Bug 1415268

Summary: OCP 3.4 - Metrics deployment fails
Product: OpenShift Container Platform Reporter: Veer Muchandi <veer>
Component: HawkularAssignee: Matt Wringe <mwringe>
Status: CLOSED NOTABUG QA Contact: Peng Li <penli>
Severity: high Docs Contact:
Priority: unspecified    
Version: 3.4.0CC: aos-bugs, jcantril, jforrest, mwringe, pweil, veer, yinzhou
Target Milestone: ---   
Target Release: ---   
Hardware: All   
OS: Linux   
Whiteboard:
Fixed In Version: Doc Type: If docs needed, set a value
Doc Text:
Story Points: ---
Clone Of: Environment:
Last Closed: 2017-02-15 15:39:52 UTC Type: Bug
Regression: --- Mount Type: ---
Documentation: --- CRM:
Verified Versions: Category: ---
oVirt Team: --- RHEL 7.3 requirements from Atomic Host:
Cloudforms Team: --- Target Upstream Version:
Embargoed:

Description Veer Muchandi 2017-01-20 17:15:54 UTC
Description of problem:
I am trying to upgrade my system from 3.3 to 3.4 using advanced installation method. The upgrade is complete.

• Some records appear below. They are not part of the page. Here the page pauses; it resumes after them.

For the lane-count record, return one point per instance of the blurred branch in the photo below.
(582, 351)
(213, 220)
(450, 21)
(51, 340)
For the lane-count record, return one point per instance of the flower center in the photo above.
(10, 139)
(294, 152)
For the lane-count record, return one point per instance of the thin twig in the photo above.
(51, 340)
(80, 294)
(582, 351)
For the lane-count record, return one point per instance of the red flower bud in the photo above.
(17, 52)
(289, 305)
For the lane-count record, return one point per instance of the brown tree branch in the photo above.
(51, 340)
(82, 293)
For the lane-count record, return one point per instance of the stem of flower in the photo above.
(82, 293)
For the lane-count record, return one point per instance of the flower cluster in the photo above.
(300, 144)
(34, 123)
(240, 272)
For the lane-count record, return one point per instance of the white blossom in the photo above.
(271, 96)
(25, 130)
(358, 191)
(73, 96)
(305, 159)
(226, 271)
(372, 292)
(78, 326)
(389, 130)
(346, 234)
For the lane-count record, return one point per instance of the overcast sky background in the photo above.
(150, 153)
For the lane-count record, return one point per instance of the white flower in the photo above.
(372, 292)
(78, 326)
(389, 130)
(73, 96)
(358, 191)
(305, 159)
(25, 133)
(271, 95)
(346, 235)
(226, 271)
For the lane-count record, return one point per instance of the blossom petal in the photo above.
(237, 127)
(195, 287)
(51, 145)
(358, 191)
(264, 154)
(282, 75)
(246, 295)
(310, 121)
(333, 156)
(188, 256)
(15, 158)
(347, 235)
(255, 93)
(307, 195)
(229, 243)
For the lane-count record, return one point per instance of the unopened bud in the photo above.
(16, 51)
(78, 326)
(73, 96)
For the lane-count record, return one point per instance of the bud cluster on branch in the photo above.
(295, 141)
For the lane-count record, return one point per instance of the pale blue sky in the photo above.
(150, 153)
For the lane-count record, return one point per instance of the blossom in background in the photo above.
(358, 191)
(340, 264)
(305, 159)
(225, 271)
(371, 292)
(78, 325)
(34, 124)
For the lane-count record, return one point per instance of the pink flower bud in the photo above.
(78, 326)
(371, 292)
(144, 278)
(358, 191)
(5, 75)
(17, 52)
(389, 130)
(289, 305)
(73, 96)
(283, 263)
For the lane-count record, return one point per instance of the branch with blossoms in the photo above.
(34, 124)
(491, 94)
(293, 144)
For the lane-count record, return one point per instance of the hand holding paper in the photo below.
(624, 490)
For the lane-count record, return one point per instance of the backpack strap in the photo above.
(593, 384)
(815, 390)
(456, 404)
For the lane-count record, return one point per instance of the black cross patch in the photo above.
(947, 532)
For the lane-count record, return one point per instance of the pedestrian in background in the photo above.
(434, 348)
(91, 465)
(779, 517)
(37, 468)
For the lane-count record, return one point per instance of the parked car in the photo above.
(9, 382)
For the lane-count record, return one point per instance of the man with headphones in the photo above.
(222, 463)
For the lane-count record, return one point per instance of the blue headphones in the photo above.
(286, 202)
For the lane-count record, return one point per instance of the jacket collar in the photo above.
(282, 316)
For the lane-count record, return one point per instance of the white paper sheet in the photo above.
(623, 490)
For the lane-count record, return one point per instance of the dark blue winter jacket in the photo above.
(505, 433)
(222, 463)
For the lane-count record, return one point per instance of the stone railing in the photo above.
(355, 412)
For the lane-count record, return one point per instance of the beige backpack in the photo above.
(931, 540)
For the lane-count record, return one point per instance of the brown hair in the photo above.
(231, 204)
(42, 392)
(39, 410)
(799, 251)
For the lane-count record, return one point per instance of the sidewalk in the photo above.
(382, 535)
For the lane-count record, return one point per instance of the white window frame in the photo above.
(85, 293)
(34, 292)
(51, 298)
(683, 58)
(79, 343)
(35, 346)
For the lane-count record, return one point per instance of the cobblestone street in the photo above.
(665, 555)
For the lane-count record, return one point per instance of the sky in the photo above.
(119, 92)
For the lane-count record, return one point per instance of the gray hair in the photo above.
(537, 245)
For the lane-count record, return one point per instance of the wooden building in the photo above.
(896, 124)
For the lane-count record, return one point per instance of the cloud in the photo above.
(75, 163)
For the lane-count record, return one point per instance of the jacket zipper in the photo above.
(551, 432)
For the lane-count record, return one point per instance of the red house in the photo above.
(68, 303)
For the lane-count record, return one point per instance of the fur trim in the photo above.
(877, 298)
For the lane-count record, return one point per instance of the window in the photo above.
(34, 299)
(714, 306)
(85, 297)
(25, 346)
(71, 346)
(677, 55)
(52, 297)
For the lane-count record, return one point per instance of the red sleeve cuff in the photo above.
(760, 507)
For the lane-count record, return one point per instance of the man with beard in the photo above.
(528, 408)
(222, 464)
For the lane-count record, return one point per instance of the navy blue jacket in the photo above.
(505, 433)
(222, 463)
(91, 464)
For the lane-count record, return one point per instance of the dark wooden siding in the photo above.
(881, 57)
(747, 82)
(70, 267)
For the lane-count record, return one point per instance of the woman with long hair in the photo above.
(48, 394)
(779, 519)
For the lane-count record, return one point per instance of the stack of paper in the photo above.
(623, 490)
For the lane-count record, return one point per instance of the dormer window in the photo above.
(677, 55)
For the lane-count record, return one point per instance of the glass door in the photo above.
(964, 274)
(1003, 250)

I tried to upgrade metrics using procedure described here https://docs.openshift.com/container-platform/3.4/install_config/upgrading/automated_upgrades.html#automated-upgrading-cluster-metrics
Metrics deployment failed.
Next I cleaned up the openshift-infra project and tried to install metrics afresh as per the docs here
https://docs.openshift.com/container-platform/3.4/install_config/cluster_metrics.html#install-config-cluster-metrics

The deployment process failed with the following error

Deploying Hawkular Metrics & Cassandra Components
scripts/hawkular.sh: line 200: STARTUP_TIMEOUT: unbound variable

This issue seems to have been fixed in origin in a different context

https://bugzilla.redhat.com/show_bug.cgi?id=1395267


https://github.com/openshift/origin-metrics/commit/643515aa28919240c01e5ee70d1d692116f104f6


However I am not sure if it made into the current version.

Metrics Deployer Template seems to be dated September although the folder is downloaded yesterday.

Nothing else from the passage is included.